Stress has terrible effects on our bodies and minds. Experts detail common effects are headaches, anxiety, muscle tension or pain, fatigue, and sleep problems, to name a few.
Schoolwork, projects, essays, or even looking for personalized plates on https://www.theprivateplateco.co.uk/ can increase anyone’s stress levels. You can easily fall into a behavior pattern of angry outbursts, overeating or undereating, and social withdrawal.
On top of taking a fifteen-minute break, walking, or practicing mindfulness, food can become your best friend. No, it’s not about reaching inside a bag of potato chips or consuming endless amounts of cupcakes.
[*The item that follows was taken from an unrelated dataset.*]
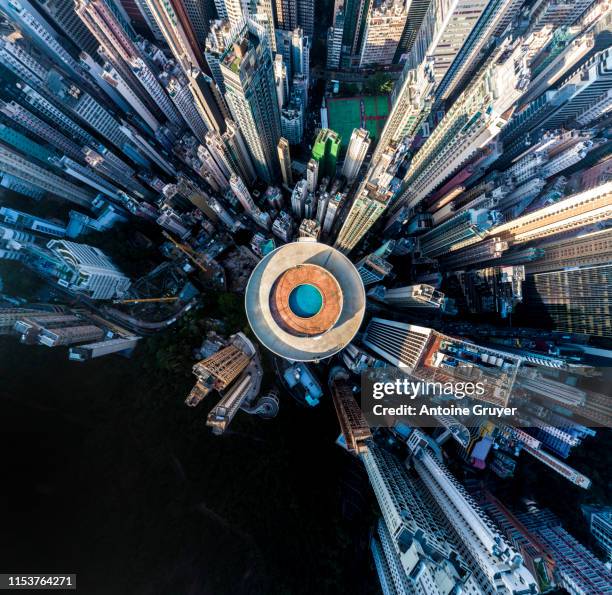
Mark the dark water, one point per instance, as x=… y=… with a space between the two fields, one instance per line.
x=105 y=473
To help you manage stress, eating certain foods will ease the process. Knowing what foods are your ally from those that elevate stress levels is important. So, if you are biting your nails, avoiding a task, or stuck in an overwhelming situation, add these foods to your diet.
1) Herbal Teas
Tea is kind to the body in a way and relaxes the mind. Herbal teas like lavender and chamomile are best to reduce stress.
What about caffeine lovers? A good of coffee in the morning pleases many, but drinking too much will flip your sleeping schedule. A caffeine overdose may result in dizziness, increased thirst, fever, and irritability.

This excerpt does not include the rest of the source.